Georgia Tech inventors have developed a broadband mm-wave mixed signal Doherty TX, with linearity and energy efficiency to support multiple bands for 5G MIMO systems. The Doherty output network with offset lines extends the Doherty power amplifier carrier frequency range and reduce the passive loss at deep PBO. Built-in 360° mm-wave phase-rotators reconfigures static main/auxiliary phase-offset for further frequency extension. The Doherty power amplifier (PA) employs mixed-signal power cells. While the main PA contains an analog PA and digital binary PA cells, the auxiliary PA contains digital binary PA cells. As a result, there is an optimum TX efficiency. Driven by complex modulated signals, the PA signal bandwidth is largely reduced to ease GHz modulation. The multi-path Doherty PA reconfiguration leads to enhancing TX efficiency up-to 12 dB PBO.The system also uses a computation-assisted dynamic AM-PM feedforward cancellation by mm-wave phase rotators to support GHz modulation. Lastly, the mixed-signal Doherty PA also compensates in-field performance variations, including antenna VSWR.

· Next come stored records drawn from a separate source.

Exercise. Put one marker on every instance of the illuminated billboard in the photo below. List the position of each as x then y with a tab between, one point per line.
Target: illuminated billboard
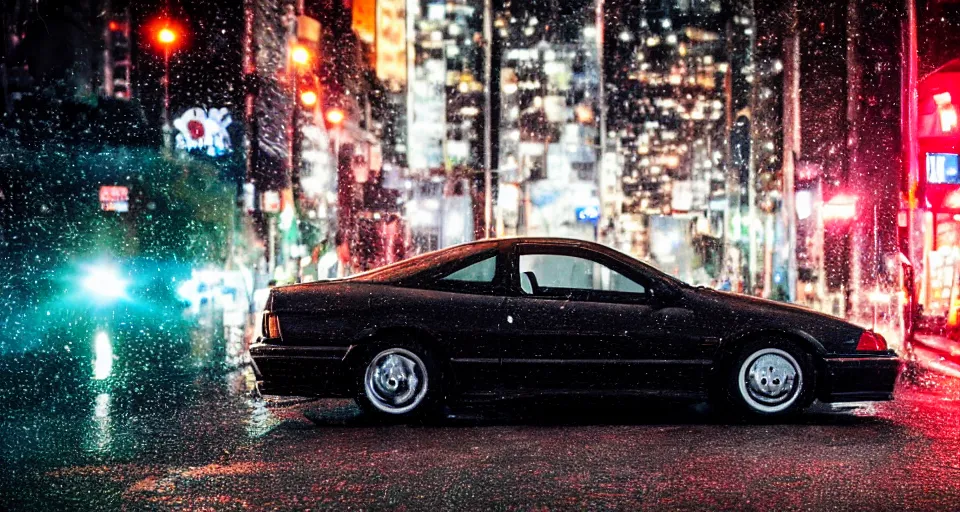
392	43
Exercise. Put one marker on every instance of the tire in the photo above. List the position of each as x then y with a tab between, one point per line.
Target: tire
770	378
398	380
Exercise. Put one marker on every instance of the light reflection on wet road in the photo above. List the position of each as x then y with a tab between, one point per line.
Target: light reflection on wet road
194	438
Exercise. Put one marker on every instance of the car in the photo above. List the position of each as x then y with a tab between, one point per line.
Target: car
541	317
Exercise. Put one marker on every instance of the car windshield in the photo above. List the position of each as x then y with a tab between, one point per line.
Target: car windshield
408	268
269	254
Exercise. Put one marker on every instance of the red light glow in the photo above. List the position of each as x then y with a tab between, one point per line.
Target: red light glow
335	116
166	36
871	342
308	98
840	207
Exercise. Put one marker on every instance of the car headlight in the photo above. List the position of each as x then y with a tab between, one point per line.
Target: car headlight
105	283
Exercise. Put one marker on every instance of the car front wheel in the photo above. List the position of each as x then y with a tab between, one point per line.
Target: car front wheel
397	382
771	379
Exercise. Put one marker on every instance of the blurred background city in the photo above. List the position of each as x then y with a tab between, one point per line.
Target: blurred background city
167	156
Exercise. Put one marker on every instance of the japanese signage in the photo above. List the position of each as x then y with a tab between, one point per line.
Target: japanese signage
392	43
114	198
365	19
270	202
204	130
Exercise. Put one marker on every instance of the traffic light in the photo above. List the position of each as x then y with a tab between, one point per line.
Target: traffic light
838	214
334	117
116	67
308	98
300	55
166	36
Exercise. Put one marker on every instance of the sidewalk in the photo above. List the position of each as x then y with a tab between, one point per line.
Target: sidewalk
936	352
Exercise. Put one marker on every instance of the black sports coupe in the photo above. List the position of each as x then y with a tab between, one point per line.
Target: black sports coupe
547	316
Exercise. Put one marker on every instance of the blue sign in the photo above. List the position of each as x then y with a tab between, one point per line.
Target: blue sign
942	169
588	214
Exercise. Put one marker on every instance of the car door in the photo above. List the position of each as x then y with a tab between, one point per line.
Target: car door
463	304
578	323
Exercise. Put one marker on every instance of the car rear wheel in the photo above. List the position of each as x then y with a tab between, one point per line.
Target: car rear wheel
398	381
774	378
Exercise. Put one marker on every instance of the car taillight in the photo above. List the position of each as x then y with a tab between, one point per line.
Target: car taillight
271	325
871	342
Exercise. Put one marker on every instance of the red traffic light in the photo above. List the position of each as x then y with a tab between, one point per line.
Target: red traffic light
335	116
308	98
166	36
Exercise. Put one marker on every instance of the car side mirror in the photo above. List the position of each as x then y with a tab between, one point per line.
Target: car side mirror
663	295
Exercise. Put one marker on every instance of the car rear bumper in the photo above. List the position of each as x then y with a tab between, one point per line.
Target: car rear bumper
860	377
300	370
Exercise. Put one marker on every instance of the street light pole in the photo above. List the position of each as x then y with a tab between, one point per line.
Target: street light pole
602	100
166	37
167	131
487	116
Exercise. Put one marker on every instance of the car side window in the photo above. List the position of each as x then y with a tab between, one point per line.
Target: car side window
552	274
482	271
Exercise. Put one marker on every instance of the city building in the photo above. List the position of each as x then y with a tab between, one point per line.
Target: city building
548	134
668	99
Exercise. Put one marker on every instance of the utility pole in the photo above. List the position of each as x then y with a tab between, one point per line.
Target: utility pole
791	143
487	117
602	99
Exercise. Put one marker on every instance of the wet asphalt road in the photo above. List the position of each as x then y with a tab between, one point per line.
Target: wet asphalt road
197	439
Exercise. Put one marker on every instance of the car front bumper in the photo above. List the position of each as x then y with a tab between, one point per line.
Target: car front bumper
300	370
860	377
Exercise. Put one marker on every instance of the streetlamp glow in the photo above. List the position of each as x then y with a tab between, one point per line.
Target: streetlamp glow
166	36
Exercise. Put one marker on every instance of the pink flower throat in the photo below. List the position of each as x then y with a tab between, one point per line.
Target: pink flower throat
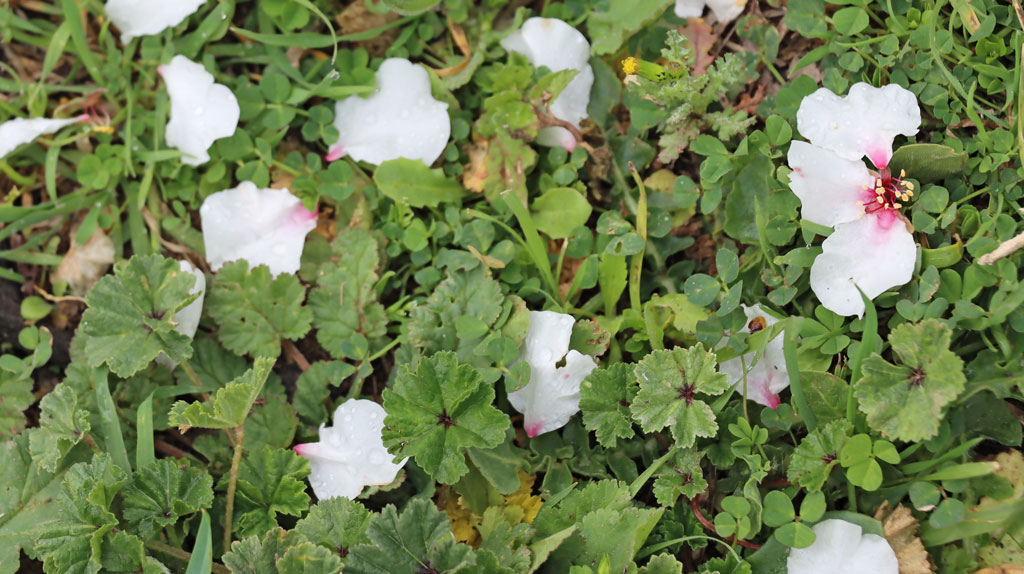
889	193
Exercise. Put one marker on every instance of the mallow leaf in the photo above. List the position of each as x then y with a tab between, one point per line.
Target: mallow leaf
346	313
130	315
417	539
437	411
61	425
228	406
163	492
670	382
255	310
604	400
905	401
817	454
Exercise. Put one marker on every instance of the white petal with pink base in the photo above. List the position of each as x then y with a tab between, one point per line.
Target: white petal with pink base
873	253
24	130
862	124
552	396
767	377
202	112
552	43
842	547
399	120
725	10
262	226
350	454
143	17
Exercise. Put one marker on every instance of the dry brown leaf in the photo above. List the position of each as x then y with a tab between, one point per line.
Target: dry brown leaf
84	265
901	530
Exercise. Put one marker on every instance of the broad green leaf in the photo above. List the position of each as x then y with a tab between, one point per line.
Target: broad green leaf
680	476
670	381
817	454
612	26
254	310
61	425
271	481
437	411
928	162
412	182
403	543
130	315
557	212
604	399
906	401
160	494
346	313
337	524
228	406
28	501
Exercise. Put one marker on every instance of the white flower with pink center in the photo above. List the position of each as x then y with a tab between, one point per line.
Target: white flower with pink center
842	547
871	247
262	226
766	377
552	396
399	120
15	132
558	46
350	454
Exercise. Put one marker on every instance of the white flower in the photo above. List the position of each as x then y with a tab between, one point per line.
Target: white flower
842	547
20	130
202	112
552	395
767	377
871	247
552	43
142	17
350	454
262	226
399	120
187	317
725	10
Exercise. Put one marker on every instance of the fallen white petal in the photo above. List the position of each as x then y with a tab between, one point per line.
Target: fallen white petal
862	124
202	111
765	378
24	130
552	396
142	17
552	43
842	547
827	185
262	226
875	252
350	454
399	120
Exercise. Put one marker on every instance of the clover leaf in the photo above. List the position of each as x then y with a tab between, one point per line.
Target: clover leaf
130	315
670	382
437	411
905	401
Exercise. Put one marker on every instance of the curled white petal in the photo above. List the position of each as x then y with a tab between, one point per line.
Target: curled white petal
765	378
142	17
262	226
876	253
828	186
842	547
863	123
399	120
552	43
23	130
552	396
350	454
202	111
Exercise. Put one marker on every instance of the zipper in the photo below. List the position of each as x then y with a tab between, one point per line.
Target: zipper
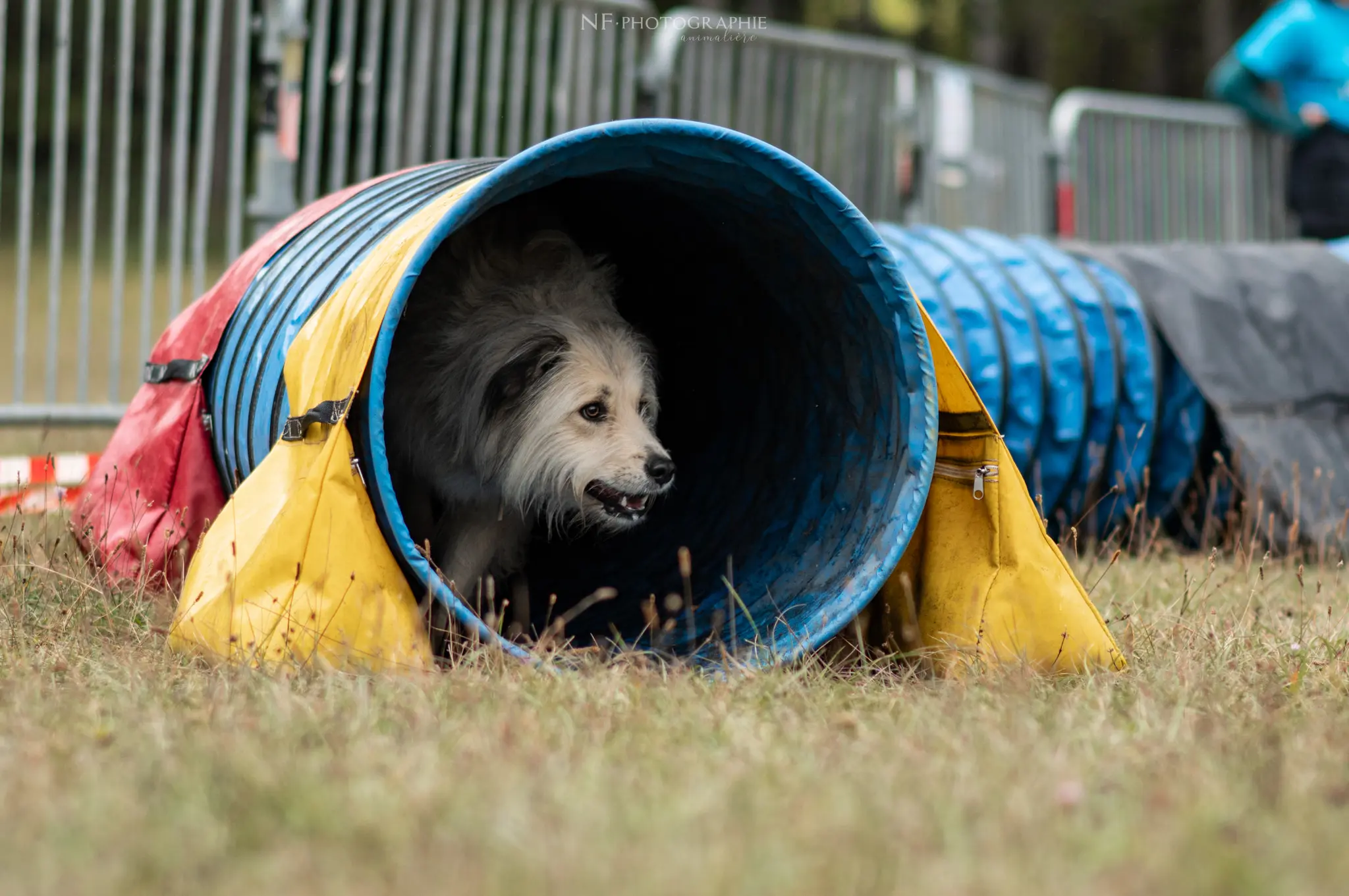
976	473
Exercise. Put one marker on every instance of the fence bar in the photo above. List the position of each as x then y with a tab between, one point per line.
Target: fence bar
181	143
447	54
90	189
582	84
342	74
393	111
238	131
518	78
206	145
5	42
369	78
150	205
491	92
470	43
539	85
316	92
564	76
418	100
27	140
122	190
605	90
1198	169
55	243
626	72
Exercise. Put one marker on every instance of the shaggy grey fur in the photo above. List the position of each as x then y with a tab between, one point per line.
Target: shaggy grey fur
509	344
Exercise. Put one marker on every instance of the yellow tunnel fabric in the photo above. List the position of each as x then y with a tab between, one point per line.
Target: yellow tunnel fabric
296	571
987	581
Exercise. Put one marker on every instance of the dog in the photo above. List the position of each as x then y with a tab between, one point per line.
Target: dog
517	395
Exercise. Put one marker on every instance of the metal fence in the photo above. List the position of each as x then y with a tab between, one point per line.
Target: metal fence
1151	169
130	131
904	135
141	138
399	82
122	147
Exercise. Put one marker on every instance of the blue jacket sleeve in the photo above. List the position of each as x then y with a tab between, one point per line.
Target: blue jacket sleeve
1233	82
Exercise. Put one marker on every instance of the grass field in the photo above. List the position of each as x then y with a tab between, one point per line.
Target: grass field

- Higher efficiency in the power back-off
- Higher linearity in the power back-off
- Higher modulation speed up-to Giga-symbols
- First ever 1:1.6 operation frequency span in silicon, allowing for covering two 5G mm-wave bands at 28 GHz and 38 GHz
- Applications of 5G mm-wave communication and mm-wave radar
A major challenge for 5G mm-Wave wireless link is the broadband, linear, and energy-efficient transmitter (TX) system. To support dynamic access, it is desirable for the TX to cover two or more 5G mm-Wave bands with minimum output-power. The TX energy-efficiency is critical to governing the system power consumption and required thermal management. Linearity is also critical to support high-PAPR modulations, which is particularly important for concurrent multi-beam forming in MIMO systems. Among advanced TX architectures, it is difficult to meet GHz modulation bandwidth with envelope-tracking TXs, while out phasing TXs can be overly frequency-dependent.